The first input line contains an integer n.

The second line contains n−1 numbers. Each number is distinct and between 1 and n (inclusive).

Output

Print the missing number.

Constraints 2≤n≤2⋅105 Example

Input:

5
2 3 1 5

Output:

4

Here is my code:

#include <bits/stdc++.h>

using namespace std;

int missingNumber(vector<int> available, int N) {
    for (int i=1; i<=N; i++) {
        bool counter = false;
        for (int j=0; j<N-1; j++) {
            if (i == available[j]) {
                counter = true;    
            }
        }
        if (counter == false) {
            return i;    
        }
    }    
}

int main() {
    ios_base::sync_with_stdio(0); cin.tie(0);
    int N;
    cin >> N;
    vector<int> available(N-1);
    int temp = 0;
    for (int i=0; i<N-1; i++) {
        cin >> temp;
        available[i] = temp;
    }
    cout << missingNumber(available, N);
}

Answer 1

here is an answer with two versions to your problem

the first version is using Arithmetic progression formula n*(a1 + an) /2 and then subtract your vector sum with the result of the formula.

double missingNumber_ver1(std::vector<int> available, int N) {
    // formula for sum for Arithmetic progression
    double sum = N * (available[0]+available[N-2]) /2;
    double available_sym = std::accumulate(available.begin(), available.end(), 0); // this is to sum the giving numbers
    double missing_num = sum-available_sym;
    return missing_num;
}

the second version is to use XOR operator and when there is a xor value that is not 0 that means this is the missing number. I'm also using std::iota to build the comparison vector with range values.

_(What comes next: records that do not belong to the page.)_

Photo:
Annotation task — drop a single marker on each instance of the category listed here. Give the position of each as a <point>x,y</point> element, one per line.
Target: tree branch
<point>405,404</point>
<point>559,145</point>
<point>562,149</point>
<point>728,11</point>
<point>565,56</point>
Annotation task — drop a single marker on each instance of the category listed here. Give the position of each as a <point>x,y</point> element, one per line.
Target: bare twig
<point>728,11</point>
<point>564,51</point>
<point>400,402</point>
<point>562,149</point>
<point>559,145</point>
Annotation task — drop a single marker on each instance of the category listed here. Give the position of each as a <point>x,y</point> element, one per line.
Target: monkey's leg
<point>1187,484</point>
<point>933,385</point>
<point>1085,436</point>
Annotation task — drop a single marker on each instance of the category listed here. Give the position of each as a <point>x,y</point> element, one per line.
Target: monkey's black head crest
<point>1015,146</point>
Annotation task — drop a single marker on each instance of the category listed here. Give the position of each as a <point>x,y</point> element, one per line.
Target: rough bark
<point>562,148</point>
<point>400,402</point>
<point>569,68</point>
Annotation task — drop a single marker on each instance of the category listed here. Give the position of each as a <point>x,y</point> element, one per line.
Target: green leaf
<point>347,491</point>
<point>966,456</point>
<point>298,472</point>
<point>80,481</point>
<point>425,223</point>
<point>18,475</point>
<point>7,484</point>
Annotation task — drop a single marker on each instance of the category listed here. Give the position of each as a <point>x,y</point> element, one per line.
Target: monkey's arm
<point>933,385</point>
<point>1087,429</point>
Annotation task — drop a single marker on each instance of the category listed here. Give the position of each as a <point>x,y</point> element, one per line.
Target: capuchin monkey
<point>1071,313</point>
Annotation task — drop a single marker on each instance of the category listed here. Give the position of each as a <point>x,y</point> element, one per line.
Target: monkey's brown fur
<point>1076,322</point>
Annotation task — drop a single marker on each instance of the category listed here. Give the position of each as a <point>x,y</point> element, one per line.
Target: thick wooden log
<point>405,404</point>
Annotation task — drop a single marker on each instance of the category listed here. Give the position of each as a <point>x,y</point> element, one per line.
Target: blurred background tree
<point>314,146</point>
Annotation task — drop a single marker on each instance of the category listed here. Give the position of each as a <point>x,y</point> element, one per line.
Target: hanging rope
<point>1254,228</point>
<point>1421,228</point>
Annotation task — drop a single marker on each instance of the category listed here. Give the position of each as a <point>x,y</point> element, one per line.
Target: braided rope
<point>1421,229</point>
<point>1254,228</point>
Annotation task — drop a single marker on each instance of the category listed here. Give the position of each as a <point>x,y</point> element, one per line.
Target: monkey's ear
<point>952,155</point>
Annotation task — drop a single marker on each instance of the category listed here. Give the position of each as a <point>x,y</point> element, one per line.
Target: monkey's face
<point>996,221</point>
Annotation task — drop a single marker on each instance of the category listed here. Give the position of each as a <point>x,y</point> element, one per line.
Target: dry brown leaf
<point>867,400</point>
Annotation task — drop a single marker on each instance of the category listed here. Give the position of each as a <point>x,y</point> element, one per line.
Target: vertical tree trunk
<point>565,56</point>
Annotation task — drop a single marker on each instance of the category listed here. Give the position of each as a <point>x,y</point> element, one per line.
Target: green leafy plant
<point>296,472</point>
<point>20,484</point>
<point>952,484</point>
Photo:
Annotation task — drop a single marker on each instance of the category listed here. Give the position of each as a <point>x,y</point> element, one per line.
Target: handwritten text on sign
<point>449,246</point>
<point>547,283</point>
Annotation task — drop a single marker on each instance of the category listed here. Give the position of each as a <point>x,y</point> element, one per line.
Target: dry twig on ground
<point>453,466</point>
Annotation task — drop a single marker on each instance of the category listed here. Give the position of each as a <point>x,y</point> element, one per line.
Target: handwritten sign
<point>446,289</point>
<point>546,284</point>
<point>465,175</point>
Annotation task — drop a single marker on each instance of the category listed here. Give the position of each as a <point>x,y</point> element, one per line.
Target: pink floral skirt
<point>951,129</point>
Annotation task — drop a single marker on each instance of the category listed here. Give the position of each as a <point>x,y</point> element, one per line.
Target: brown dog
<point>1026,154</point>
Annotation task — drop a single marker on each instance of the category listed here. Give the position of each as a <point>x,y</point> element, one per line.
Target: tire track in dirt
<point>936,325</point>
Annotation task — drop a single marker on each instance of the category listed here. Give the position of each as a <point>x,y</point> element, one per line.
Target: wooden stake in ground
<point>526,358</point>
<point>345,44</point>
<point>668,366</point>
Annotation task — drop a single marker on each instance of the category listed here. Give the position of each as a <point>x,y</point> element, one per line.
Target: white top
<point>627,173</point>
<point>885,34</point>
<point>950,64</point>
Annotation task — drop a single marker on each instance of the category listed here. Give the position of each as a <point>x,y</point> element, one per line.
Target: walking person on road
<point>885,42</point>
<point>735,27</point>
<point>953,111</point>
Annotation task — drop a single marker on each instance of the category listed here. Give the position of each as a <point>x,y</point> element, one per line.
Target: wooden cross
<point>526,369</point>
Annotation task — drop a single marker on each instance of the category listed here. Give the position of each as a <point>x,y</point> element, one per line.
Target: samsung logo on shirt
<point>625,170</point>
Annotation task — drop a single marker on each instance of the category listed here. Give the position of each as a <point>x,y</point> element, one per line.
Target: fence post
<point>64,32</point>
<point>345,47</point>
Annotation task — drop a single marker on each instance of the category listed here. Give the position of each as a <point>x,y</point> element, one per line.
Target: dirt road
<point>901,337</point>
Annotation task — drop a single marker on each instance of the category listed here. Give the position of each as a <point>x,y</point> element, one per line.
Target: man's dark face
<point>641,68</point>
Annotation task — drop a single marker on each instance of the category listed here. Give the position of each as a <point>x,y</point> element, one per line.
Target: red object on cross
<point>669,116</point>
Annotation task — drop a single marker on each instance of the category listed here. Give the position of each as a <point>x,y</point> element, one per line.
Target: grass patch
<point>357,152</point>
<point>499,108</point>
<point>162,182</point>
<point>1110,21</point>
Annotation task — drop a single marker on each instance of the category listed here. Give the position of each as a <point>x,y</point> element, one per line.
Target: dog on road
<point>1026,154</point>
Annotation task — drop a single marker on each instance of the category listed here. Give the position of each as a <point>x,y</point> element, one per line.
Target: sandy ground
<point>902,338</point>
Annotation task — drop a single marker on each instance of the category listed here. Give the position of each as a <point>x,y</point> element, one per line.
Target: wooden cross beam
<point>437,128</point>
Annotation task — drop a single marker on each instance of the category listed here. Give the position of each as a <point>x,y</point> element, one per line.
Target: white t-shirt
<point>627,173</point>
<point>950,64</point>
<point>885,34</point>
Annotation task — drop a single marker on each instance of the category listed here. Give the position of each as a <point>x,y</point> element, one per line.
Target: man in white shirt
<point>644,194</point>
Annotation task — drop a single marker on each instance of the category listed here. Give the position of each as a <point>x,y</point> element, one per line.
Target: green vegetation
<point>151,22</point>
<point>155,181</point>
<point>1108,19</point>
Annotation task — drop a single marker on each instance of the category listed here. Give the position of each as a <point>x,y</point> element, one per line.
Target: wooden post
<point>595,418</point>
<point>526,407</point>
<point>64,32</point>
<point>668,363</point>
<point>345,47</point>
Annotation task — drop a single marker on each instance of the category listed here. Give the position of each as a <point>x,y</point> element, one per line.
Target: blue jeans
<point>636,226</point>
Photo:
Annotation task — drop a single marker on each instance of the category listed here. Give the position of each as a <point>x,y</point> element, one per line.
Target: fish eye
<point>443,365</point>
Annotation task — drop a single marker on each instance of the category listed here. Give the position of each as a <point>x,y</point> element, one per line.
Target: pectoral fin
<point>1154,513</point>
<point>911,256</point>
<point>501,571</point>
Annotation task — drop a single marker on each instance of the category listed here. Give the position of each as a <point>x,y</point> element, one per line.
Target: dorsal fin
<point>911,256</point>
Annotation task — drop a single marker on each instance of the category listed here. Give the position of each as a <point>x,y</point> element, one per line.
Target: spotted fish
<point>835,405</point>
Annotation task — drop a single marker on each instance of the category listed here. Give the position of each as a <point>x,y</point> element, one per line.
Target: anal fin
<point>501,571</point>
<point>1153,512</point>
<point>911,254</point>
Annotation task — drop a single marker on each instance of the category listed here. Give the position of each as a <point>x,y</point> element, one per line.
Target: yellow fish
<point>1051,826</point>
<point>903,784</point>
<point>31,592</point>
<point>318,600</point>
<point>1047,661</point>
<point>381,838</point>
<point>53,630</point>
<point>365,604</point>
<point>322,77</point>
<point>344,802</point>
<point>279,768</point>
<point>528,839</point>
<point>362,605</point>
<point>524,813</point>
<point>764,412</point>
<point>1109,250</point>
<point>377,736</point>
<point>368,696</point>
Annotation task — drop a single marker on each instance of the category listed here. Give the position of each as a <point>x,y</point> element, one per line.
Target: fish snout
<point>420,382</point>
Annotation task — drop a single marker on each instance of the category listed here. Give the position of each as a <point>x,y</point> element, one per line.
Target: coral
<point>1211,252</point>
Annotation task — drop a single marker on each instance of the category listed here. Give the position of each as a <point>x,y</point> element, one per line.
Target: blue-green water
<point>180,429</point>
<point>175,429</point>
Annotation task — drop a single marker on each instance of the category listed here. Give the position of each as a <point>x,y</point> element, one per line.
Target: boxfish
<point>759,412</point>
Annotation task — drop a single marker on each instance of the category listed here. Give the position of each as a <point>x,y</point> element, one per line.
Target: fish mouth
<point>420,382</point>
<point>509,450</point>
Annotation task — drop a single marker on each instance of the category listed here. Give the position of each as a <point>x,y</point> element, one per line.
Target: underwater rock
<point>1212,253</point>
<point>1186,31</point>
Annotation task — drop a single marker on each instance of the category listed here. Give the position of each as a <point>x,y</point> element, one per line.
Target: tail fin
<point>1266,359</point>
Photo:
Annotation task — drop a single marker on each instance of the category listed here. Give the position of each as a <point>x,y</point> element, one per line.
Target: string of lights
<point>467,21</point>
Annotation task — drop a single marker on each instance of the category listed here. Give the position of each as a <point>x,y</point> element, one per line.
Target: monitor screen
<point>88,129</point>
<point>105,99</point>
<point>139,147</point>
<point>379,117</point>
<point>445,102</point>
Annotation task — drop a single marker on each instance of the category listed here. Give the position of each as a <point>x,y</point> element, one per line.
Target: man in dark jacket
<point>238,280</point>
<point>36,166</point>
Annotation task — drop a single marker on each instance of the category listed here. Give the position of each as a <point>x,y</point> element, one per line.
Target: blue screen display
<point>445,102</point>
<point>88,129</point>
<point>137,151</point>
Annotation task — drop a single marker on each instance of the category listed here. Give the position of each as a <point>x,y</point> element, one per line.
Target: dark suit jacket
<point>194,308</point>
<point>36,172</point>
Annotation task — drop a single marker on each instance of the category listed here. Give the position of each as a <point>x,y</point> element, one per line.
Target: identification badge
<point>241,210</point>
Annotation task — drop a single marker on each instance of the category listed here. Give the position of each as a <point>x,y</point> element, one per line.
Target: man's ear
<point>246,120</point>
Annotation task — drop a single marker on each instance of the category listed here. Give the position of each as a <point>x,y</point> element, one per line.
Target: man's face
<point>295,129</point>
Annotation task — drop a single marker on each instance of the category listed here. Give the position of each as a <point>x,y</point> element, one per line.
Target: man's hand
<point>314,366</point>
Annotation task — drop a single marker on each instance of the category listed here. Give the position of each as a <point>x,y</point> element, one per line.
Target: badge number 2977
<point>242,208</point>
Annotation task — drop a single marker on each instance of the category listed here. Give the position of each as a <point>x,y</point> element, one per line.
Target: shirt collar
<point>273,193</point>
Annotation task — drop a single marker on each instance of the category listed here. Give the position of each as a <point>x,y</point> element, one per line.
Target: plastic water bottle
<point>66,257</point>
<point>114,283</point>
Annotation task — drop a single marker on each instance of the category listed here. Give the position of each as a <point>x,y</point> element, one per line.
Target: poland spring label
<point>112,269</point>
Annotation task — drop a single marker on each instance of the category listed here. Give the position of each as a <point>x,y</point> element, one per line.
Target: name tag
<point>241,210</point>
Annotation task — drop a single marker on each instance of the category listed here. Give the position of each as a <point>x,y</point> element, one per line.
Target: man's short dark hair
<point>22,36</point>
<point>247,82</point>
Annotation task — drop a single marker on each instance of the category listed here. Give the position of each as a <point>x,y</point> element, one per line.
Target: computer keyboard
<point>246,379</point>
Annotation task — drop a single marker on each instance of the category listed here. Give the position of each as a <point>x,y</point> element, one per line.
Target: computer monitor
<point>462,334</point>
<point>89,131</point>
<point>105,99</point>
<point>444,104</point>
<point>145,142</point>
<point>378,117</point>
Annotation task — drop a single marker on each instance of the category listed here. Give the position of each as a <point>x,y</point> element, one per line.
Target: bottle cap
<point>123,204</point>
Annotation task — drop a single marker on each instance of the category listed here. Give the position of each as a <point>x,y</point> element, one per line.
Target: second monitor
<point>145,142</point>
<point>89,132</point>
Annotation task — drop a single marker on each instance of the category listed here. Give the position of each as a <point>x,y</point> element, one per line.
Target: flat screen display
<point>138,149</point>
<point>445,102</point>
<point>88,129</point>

double missingNumber_ver2(std::vector<int> available, int N) {
      std::vector<int>tem_vec(N-1);  
      std::iota(tem_vec.begin(), tem_vec.end(), available[0]);
      auto av_it = available.begin();
      auto tem_vec_it = tem_vec.begin();
      while(!(*av_it ^ *tem_vec_it))
      {
        av_it++;
        tem_vec_it++;
      }
      return *tem_vec_it;
    }

and here is the full code - look that I made few changes also in the main() function

 #include <iostream>
 #include <numeric>
 #include <vector>

double missingNumber_ver1(std::vector<int> available, int N) {
    // formula for sum for Arithmetic progression
    double sum = N * (available[0]+available[N-2]) /2;
    double available_sym = std::accumulate(available.begin(), available.end(), 0);
    double missing_num = sum-available_sym;
    return missing_num;
}

double missingNumber_ver2(std::vector<int> available, int N) {
  std::vector<int>tem_vec(4);
  std::iota(tem_vec.begin(), tem_vec.end(), available[0]);
  auto av_it = available.begin();
  auto tem_vec_it = tem_vec.begin();
  while(!(*av_it ^ *tem_vec_it))
  {
    av_it++;
    tem_vec_it++;
  }
  return *tem_vec_it;
}


int main() {
    int N;
    std::cin >> N;
    std::vector<int> available;
    int temp = 0;
    for (int i=0; i<N-1; i++) {
        std::cin >> temp;
        available.push_back(temp);
    }
    std::cout << "missingNumber_ver1 " << missingNumber_ver1(available, N) << "\n";
    std::cout << "missingNumber_ver2 " <<missingNumber_ver2(available, N) << "\n";
}

Answer 2

A very simple solution with O(N) complexity is based on the observation that if the N-1 numbers are all between 1 and N and distinct from each other, then it suffices to:

1. compute the sum of all these N-1 numbers, so linear complexity
2. subtract the sum computed at step 1 from the sum of the N numbers from 1 to N, which we know is N * (N + 1) / 2, so O(1) complexity.